January 24, 2009 2 Comments
Interesting list of distributed key-value stores,
Perhaps you’re considering using a dedicated key-value or document store instead of a traditional relational database. Reasons for this might include:
- You’re suffering from Cloud-computing Mania.
- You need an excuse to ‘get your Erlang on’
- You heard CouchDB was cool.
- You hate MySQL, and although PostgreSQL is much better, it still doesn’t have decent replication. There’s no chance you’re buying Oracle licenses.
- Your data is stored and retrieved mainly by primary key, without complex joins.
- You have a non-trivial amount of data, and the thought of managing lots of RDBMS shards and replication failure scenarios gives you the fear.
Whatever your reasons, there are a lot of options to chose from. At Last.fm we do a lot of batch computation in Hadoop, then dump it out to other machines where it’s indexed and served up over HTTP and Thrift as an internal service (stuff like ‘most popular songs in London, UK this week’ etc). Presently we’re using a home-grown index format which points into large files containing lots of data spanning many keys, similar to the Haystack approach mentioned in this article about Facebook photo storage.
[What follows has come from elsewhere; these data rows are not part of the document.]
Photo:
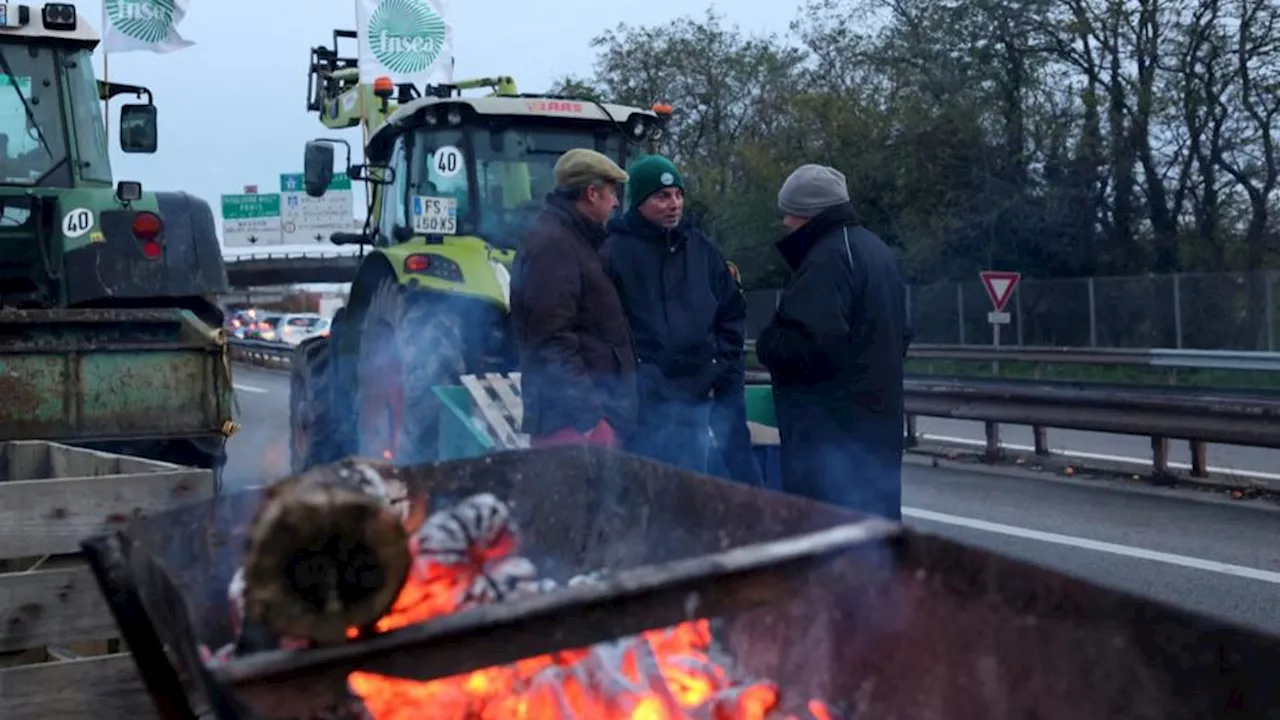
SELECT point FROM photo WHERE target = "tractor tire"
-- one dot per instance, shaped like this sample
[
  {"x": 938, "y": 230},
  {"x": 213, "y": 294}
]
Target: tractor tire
[
  {"x": 407, "y": 346},
  {"x": 318, "y": 429}
]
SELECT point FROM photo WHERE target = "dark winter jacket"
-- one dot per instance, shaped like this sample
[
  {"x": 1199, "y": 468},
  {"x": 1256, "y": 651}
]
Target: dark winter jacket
[
  {"x": 835, "y": 350},
  {"x": 576, "y": 359},
  {"x": 686, "y": 314}
]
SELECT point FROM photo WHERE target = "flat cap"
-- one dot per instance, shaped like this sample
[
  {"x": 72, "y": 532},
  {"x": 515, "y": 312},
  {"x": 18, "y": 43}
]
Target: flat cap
[
  {"x": 810, "y": 190},
  {"x": 581, "y": 167}
]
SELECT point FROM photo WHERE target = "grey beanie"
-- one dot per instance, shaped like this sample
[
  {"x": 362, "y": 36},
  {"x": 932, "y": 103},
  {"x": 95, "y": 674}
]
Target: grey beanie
[{"x": 810, "y": 190}]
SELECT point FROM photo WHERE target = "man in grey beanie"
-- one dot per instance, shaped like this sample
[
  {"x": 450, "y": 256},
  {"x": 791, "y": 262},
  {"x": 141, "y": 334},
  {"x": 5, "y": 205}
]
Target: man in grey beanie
[{"x": 835, "y": 350}]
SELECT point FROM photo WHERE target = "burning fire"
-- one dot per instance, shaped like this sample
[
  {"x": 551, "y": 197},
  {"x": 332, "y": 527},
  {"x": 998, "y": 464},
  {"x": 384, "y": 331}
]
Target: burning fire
[{"x": 465, "y": 556}]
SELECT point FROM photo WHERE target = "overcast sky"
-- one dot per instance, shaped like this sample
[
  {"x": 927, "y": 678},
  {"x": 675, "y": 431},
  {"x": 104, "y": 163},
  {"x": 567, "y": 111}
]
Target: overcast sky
[{"x": 232, "y": 106}]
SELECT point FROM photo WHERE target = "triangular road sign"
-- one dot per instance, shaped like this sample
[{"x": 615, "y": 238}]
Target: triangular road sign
[{"x": 1000, "y": 286}]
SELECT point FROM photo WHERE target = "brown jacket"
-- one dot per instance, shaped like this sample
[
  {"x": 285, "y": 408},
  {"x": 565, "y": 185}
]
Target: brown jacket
[{"x": 576, "y": 358}]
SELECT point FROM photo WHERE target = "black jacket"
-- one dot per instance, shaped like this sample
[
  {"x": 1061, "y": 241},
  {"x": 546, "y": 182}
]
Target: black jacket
[
  {"x": 835, "y": 350},
  {"x": 686, "y": 313},
  {"x": 576, "y": 360}
]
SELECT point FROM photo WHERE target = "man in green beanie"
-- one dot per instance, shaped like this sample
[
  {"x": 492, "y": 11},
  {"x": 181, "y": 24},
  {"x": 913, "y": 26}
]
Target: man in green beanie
[{"x": 688, "y": 320}]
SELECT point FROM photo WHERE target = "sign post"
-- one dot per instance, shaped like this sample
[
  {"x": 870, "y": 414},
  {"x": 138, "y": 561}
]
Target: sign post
[
  {"x": 1000, "y": 287},
  {"x": 310, "y": 220},
  {"x": 251, "y": 220}
]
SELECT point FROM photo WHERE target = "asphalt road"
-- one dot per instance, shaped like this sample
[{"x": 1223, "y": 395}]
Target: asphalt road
[{"x": 1205, "y": 554}]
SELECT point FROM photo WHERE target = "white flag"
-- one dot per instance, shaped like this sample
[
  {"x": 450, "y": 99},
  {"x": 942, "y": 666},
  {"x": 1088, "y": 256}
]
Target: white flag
[
  {"x": 144, "y": 24},
  {"x": 406, "y": 40}
]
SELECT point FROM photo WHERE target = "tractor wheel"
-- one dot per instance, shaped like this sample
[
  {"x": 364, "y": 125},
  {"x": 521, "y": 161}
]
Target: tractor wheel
[
  {"x": 406, "y": 349},
  {"x": 315, "y": 424}
]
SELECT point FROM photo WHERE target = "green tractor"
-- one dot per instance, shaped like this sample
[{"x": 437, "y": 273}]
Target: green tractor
[
  {"x": 110, "y": 329},
  {"x": 456, "y": 182}
]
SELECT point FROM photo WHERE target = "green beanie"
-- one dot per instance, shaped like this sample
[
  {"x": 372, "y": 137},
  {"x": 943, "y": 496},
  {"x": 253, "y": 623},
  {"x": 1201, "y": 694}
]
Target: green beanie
[{"x": 649, "y": 174}]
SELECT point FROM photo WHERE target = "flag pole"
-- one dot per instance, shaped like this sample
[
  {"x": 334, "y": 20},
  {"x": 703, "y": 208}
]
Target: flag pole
[
  {"x": 360, "y": 101},
  {"x": 106, "y": 80}
]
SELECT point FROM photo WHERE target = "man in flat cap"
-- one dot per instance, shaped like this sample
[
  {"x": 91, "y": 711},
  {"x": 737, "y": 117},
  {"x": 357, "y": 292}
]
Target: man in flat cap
[
  {"x": 835, "y": 350},
  {"x": 577, "y": 365},
  {"x": 689, "y": 320}
]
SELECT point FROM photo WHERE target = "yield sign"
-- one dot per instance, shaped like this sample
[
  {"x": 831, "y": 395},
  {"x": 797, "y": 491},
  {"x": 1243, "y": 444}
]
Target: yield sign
[{"x": 1000, "y": 286}]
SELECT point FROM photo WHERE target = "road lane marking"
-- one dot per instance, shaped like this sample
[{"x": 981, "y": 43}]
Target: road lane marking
[
  {"x": 1097, "y": 546},
  {"x": 1105, "y": 458}
]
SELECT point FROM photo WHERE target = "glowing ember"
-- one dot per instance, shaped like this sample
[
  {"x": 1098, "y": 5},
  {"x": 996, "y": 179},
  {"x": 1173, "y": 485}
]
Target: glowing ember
[{"x": 467, "y": 555}]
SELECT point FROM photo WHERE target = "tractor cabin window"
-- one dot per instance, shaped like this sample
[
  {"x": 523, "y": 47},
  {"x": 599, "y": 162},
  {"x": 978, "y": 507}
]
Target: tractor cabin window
[
  {"x": 91, "y": 140},
  {"x": 32, "y": 136},
  {"x": 515, "y": 172}
]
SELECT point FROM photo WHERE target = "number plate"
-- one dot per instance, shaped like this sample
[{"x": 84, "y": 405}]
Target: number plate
[{"x": 435, "y": 215}]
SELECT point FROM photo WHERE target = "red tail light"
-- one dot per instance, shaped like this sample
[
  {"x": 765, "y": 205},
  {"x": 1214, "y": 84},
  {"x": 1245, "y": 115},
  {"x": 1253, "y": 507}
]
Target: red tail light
[{"x": 147, "y": 228}]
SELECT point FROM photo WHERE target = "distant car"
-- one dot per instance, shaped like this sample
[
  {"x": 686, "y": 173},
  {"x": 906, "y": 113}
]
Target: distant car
[
  {"x": 265, "y": 328},
  {"x": 295, "y": 328},
  {"x": 240, "y": 322}
]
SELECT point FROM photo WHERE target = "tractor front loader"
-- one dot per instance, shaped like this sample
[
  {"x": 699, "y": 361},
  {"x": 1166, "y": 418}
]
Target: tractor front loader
[{"x": 110, "y": 329}]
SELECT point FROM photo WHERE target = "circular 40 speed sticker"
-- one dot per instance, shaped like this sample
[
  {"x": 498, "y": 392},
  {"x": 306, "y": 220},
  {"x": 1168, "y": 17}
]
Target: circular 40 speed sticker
[
  {"x": 447, "y": 162},
  {"x": 77, "y": 222}
]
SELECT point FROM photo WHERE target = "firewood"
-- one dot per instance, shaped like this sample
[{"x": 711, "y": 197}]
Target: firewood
[{"x": 328, "y": 551}]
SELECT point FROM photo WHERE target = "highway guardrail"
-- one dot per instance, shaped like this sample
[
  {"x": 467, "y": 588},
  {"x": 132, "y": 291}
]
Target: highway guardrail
[
  {"x": 1237, "y": 360},
  {"x": 1198, "y": 417}
]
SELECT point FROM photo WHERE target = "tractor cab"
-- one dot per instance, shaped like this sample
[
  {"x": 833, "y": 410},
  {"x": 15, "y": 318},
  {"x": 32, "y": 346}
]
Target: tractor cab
[
  {"x": 55, "y": 168},
  {"x": 51, "y": 128},
  {"x": 451, "y": 165}
]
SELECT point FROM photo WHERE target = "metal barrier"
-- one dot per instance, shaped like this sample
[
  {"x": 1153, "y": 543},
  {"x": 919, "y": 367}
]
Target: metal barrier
[
  {"x": 261, "y": 352},
  {"x": 1141, "y": 356},
  {"x": 1200, "y": 417}
]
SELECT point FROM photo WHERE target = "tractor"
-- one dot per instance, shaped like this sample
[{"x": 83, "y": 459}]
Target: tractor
[
  {"x": 455, "y": 182},
  {"x": 110, "y": 328}
]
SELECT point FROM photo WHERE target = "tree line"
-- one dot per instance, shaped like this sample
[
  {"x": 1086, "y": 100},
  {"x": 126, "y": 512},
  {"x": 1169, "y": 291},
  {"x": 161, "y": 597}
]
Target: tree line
[{"x": 1057, "y": 137}]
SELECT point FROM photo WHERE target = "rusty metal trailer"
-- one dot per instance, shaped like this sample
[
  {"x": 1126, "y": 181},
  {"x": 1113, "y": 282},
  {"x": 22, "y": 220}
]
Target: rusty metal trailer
[
  {"x": 145, "y": 382},
  {"x": 877, "y": 619},
  {"x": 59, "y": 646}
]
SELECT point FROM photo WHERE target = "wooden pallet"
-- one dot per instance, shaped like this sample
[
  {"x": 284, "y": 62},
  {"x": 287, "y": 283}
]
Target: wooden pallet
[
  {"x": 60, "y": 652},
  {"x": 498, "y": 408}
]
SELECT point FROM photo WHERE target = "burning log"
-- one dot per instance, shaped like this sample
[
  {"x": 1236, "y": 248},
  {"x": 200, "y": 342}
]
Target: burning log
[
  {"x": 458, "y": 557},
  {"x": 328, "y": 551}
]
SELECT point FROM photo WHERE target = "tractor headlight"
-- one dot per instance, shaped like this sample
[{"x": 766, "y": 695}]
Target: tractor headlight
[
  {"x": 638, "y": 126},
  {"x": 59, "y": 16}
]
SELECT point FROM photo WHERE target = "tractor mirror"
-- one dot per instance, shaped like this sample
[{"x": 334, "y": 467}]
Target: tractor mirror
[
  {"x": 138, "y": 128},
  {"x": 375, "y": 174},
  {"x": 318, "y": 168}
]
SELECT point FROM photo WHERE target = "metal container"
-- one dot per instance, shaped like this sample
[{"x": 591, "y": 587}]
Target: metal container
[
  {"x": 878, "y": 620},
  {"x": 112, "y": 376}
]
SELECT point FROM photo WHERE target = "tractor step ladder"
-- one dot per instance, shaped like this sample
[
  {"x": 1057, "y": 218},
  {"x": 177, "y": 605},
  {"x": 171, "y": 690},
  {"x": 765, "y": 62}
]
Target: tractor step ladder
[{"x": 499, "y": 408}]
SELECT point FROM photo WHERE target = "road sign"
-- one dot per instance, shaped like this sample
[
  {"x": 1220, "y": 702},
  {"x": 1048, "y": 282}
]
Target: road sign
[
  {"x": 1000, "y": 287},
  {"x": 251, "y": 220},
  {"x": 311, "y": 219}
]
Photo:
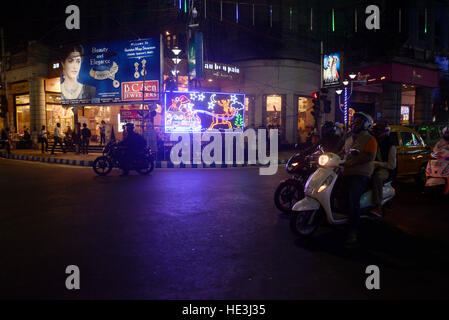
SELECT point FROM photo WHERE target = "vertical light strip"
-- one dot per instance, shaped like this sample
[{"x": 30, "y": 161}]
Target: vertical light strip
[
  {"x": 425, "y": 20},
  {"x": 311, "y": 19},
  {"x": 237, "y": 12},
  {"x": 333, "y": 20},
  {"x": 291, "y": 14},
  {"x": 254, "y": 17},
  {"x": 346, "y": 108}
]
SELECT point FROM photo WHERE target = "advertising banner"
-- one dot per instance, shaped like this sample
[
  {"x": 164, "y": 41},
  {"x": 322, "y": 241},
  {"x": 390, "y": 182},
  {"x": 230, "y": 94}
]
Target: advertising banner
[
  {"x": 331, "y": 69},
  {"x": 112, "y": 72},
  {"x": 203, "y": 111}
]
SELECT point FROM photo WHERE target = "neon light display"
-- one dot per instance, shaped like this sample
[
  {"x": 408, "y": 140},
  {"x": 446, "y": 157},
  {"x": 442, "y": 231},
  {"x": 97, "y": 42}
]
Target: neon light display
[{"x": 203, "y": 111}]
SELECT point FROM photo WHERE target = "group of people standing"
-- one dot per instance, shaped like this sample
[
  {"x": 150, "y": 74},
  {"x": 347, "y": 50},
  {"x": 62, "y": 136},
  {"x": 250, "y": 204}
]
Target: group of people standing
[{"x": 77, "y": 140}]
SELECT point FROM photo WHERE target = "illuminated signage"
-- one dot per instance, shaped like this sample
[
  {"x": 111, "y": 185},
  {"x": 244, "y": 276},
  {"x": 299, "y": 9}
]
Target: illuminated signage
[
  {"x": 331, "y": 69},
  {"x": 112, "y": 72},
  {"x": 203, "y": 111}
]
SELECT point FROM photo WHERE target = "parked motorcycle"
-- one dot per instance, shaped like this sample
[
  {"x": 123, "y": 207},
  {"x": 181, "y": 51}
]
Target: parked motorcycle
[
  {"x": 437, "y": 171},
  {"x": 322, "y": 199},
  {"x": 301, "y": 165},
  {"x": 112, "y": 153}
]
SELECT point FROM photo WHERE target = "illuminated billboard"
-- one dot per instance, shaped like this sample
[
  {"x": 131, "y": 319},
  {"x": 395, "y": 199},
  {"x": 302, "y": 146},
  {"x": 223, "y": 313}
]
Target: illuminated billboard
[
  {"x": 111, "y": 72},
  {"x": 331, "y": 69},
  {"x": 203, "y": 111}
]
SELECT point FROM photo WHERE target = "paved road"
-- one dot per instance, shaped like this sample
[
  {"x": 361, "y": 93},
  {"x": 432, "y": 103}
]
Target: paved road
[{"x": 201, "y": 234}]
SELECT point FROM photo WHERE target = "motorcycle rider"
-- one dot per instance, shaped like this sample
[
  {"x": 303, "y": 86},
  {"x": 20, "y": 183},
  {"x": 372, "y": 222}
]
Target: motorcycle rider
[
  {"x": 385, "y": 164},
  {"x": 132, "y": 145},
  {"x": 444, "y": 142},
  {"x": 358, "y": 168}
]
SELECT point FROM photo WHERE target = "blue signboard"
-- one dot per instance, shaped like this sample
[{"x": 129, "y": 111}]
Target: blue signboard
[
  {"x": 112, "y": 72},
  {"x": 203, "y": 111}
]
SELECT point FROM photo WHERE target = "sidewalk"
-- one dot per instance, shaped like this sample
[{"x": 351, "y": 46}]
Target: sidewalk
[{"x": 71, "y": 158}]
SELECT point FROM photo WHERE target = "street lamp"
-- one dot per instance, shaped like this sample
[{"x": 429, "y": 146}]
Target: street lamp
[{"x": 176, "y": 51}]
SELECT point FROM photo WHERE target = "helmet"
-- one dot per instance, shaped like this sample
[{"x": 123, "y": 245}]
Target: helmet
[
  {"x": 368, "y": 121},
  {"x": 381, "y": 128}
]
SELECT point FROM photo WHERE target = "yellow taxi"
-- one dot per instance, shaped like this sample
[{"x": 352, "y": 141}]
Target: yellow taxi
[{"x": 412, "y": 152}]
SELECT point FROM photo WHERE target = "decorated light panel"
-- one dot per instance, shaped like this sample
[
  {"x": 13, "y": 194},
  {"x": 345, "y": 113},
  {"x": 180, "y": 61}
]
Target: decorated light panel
[{"x": 203, "y": 111}]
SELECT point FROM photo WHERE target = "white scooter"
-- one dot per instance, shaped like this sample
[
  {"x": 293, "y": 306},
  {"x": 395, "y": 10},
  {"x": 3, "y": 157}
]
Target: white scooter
[{"x": 320, "y": 199}]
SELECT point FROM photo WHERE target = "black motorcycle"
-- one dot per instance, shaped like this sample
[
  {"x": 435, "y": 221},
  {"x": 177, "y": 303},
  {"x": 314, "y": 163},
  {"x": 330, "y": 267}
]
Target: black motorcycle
[
  {"x": 301, "y": 165},
  {"x": 112, "y": 153}
]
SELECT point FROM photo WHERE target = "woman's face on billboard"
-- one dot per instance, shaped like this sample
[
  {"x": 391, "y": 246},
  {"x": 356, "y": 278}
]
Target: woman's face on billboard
[{"x": 72, "y": 65}]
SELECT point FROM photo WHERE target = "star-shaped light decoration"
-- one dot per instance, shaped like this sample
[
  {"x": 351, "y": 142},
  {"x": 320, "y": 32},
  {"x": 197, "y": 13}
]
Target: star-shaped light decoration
[
  {"x": 193, "y": 96},
  {"x": 212, "y": 102}
]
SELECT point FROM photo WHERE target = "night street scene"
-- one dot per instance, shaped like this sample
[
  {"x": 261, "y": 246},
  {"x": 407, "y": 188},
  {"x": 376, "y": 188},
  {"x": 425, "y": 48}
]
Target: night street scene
[{"x": 201, "y": 151}]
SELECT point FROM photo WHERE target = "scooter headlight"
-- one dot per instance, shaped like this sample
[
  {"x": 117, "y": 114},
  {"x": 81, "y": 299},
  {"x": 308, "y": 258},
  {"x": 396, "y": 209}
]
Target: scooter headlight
[{"x": 323, "y": 160}]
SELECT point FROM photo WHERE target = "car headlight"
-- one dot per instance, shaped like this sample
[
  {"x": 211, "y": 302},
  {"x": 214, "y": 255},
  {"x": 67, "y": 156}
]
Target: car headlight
[{"x": 323, "y": 159}]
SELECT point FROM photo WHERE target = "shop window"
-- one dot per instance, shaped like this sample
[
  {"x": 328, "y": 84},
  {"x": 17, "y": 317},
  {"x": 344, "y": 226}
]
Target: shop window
[
  {"x": 274, "y": 111},
  {"x": 59, "y": 114},
  {"x": 305, "y": 119},
  {"x": 405, "y": 114},
  {"x": 53, "y": 98},
  {"x": 23, "y": 99},
  {"x": 23, "y": 118}
]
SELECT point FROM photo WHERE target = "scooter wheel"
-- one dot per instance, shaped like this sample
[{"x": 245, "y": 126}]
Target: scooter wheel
[
  {"x": 287, "y": 194},
  {"x": 102, "y": 166},
  {"x": 304, "y": 223}
]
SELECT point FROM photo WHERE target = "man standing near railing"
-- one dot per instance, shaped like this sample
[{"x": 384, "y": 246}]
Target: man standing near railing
[{"x": 57, "y": 138}]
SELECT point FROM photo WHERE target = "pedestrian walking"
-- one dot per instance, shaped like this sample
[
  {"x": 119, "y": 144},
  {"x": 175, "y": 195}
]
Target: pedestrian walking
[
  {"x": 76, "y": 138},
  {"x": 57, "y": 136},
  {"x": 43, "y": 139},
  {"x": 85, "y": 137}
]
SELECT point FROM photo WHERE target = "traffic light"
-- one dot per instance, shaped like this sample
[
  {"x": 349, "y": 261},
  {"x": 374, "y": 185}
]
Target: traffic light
[
  {"x": 316, "y": 112},
  {"x": 3, "y": 106}
]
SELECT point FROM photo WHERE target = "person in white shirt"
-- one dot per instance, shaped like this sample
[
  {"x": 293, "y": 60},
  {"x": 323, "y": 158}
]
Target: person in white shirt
[
  {"x": 57, "y": 138},
  {"x": 385, "y": 163},
  {"x": 443, "y": 143},
  {"x": 43, "y": 137}
]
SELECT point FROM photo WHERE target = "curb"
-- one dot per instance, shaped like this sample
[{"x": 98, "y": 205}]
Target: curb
[{"x": 158, "y": 164}]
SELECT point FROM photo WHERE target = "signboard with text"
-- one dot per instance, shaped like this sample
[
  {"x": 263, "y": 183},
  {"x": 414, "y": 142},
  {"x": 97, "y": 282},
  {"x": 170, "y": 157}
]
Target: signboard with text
[
  {"x": 331, "y": 69},
  {"x": 112, "y": 72},
  {"x": 203, "y": 111}
]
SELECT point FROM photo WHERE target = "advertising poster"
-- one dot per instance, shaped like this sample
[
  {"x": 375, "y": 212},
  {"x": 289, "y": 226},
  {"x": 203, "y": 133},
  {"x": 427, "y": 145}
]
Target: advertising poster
[
  {"x": 331, "y": 69},
  {"x": 112, "y": 72},
  {"x": 203, "y": 111}
]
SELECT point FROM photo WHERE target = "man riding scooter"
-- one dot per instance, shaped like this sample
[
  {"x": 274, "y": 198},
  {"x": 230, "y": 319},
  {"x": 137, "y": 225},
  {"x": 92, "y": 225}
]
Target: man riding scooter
[
  {"x": 358, "y": 169},
  {"x": 444, "y": 142},
  {"x": 385, "y": 164}
]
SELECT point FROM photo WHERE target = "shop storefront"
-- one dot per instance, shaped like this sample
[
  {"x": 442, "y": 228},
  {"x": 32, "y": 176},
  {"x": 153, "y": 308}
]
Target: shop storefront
[
  {"x": 280, "y": 91},
  {"x": 401, "y": 94}
]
It works, but rather than build our own replication and partitioning system on top of this, we are looking to potentially replace it with a distributed, resilient key-value store for reasons 4, 5 and 6 above.
At Feedster we used MySQL initially as an RDBMS and quickly switched to using it pretty much as a key-value store. This is a little simplistic in fact, we did run selects to gather multiple tuples, but we eschewed anything more complex than a simple select … from table where … (basically single table selects.)
I am not ready to jump ship to an Anti-RDBMS just yet, I still need to be able to get multiple tuples containing a specific indexed value, so select … from table where … is still something that is required.